Mar. 2nd, 2017

luzula: a Luzula pilosa, or hairy wood-rush (Default)
The High Middle Ages by Philip Daileader (series of lectures from the Teaching Company)
Follows on from The Early Middle Ages. I liked this a lot! It starts with demographics (very interesting!) and then continues by looking at different social groups and how they changed during the period, then goes on with religious and intellectual history, and then political history at the end. Interesting tidbits that I learned: apparently medieval knights had live-action roleplaying games where they pretended to be King Arthur and the knights of the round table. I find this vastly amusing. Another one: Bologna, one of the first universities, was completely student-controlled, to the extent when you started a class the students decided what you'd get paid, teachers couldn't leave town without leaving something valuable as surety, etc. Aaaagh.

The Forgotten Revolution: How Science Was Born in 300 B.C. and Why It Had to Be Reborn by Lucio Russo
Wow. Woooow. This is one of those books that just blows your mind and raises a lot of questions. So fascinating. It's about science in antiquity and how it was forgotten and then found again. I knew bits of this--as a mathematician, of course I knew about Euclid and other Greek mathematicians, and I knew that important scientific works (in astronomy, for instance) survived by being translated into Arabic and then after the Middle Ages were brought back to Europe in the Renaissance. But there was so much I didn't know!

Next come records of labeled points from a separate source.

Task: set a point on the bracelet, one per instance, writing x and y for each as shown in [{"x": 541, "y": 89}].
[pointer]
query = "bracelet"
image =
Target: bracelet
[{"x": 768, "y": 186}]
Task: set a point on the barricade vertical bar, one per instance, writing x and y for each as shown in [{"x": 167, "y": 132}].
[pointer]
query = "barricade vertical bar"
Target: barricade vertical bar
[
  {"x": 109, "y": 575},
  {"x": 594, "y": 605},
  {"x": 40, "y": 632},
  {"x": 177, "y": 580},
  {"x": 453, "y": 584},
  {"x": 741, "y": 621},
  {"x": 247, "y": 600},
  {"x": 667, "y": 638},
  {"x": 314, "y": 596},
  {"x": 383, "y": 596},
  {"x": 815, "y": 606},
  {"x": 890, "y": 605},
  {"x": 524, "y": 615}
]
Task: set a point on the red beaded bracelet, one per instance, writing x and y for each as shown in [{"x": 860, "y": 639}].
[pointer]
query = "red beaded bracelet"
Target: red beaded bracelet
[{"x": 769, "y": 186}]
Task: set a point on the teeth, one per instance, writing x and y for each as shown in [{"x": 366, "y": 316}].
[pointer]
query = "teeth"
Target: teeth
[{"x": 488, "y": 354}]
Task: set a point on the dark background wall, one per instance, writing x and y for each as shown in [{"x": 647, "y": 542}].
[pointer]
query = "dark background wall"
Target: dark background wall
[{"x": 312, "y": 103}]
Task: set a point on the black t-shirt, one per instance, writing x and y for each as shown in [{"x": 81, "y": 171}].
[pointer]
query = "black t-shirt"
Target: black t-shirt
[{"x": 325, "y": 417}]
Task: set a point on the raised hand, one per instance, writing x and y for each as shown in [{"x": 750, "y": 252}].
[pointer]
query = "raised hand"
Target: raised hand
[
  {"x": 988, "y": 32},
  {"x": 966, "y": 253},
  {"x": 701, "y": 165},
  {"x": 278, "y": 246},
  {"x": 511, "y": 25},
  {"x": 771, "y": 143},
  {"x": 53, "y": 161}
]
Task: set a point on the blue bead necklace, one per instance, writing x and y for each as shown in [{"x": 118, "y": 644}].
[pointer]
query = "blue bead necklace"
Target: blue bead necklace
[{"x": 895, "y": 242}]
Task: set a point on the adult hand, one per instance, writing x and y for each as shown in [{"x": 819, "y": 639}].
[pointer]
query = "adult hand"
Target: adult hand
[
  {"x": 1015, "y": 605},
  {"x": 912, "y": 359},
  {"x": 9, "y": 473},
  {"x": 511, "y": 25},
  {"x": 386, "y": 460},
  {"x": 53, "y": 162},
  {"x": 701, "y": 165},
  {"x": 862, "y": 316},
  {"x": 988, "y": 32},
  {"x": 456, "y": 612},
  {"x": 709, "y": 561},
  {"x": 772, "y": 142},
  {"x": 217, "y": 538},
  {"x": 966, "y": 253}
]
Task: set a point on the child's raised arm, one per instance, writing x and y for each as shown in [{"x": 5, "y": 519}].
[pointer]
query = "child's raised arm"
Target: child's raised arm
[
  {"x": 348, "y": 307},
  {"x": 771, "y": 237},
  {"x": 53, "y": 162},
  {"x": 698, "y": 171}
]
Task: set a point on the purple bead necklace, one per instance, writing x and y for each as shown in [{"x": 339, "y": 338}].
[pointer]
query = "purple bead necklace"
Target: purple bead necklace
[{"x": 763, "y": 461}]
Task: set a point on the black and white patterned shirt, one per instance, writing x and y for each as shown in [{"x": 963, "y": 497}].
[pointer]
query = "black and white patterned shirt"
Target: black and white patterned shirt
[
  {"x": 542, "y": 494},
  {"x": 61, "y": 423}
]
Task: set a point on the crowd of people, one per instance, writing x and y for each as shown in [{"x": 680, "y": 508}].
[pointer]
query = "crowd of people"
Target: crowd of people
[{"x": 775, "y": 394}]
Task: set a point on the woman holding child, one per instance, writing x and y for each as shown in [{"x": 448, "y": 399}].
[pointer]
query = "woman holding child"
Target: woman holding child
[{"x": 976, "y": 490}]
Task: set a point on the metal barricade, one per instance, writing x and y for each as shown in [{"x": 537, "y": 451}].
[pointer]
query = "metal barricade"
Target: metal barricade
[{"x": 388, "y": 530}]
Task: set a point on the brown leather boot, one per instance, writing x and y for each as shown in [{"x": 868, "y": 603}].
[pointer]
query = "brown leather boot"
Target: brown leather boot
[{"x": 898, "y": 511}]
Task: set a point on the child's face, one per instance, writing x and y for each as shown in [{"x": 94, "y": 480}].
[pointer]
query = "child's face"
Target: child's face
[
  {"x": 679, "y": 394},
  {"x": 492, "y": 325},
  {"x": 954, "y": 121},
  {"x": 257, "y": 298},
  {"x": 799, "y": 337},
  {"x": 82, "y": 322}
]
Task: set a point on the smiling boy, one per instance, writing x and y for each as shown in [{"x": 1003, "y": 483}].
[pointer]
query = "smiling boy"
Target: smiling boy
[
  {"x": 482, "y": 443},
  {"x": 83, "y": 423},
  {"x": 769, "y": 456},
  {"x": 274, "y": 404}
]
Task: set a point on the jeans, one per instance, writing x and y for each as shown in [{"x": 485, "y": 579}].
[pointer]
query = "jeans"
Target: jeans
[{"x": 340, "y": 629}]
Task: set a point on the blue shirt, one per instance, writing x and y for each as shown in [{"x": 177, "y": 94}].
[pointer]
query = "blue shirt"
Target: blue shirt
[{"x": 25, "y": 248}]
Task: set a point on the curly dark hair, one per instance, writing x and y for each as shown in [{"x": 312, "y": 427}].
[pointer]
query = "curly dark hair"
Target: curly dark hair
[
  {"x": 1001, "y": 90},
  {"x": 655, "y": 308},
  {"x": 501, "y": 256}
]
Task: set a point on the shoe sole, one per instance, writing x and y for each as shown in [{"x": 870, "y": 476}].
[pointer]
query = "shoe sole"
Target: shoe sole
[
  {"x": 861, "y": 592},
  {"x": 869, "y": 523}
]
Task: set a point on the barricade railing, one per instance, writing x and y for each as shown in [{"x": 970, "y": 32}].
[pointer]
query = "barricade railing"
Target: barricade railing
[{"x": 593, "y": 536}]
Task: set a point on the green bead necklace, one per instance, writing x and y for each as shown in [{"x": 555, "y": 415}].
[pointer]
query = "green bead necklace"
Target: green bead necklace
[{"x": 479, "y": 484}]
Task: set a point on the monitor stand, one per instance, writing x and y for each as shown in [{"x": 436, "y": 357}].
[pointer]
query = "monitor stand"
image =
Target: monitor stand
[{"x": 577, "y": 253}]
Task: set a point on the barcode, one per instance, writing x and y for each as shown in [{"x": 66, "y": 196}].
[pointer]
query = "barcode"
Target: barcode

I tended to vaguely lump together Greco-Roman thinkers in my head because I didn't know enough about them, but of course that is bullshit, as anyone would realize if they thought about it. The book tells the story of a scientific revolution in Hellenistic times (during/after Alexander the Great) in Alexandria and other cities, with scientists like Euclid, Hipparchus, Eratosthenes and Archimedes. Before that, thinkers like Pythagoras and Aristotle had more of a pre-scientific mindset. And after the Romans conquered and the scientific community was dispersed, the library in Alexandria was still around for a couple of hundred years and you would get people reading and commenting on books there but not really making much original contributions. And then even later you would get Roman thinkers reading and misunderstanding scientific arguments (there are some hilarious bits here). And then Russo traces how ancient texts influenced the growth of modern science.

Some of the stuff in here is speculative and I am sure there are disagreements about it--I am treating that more as a "what if?" sort of thing. Other things seem legit, and there's certainly a ton of footnotes and references--but the history of science is so not my field, so I can't really judge it all. But in all, a very thought-provoking and enjoyable book, and it raises a lot of questions about science and technology and the scientific method and how history does not have linear progress--we have science now, but we could lose it again.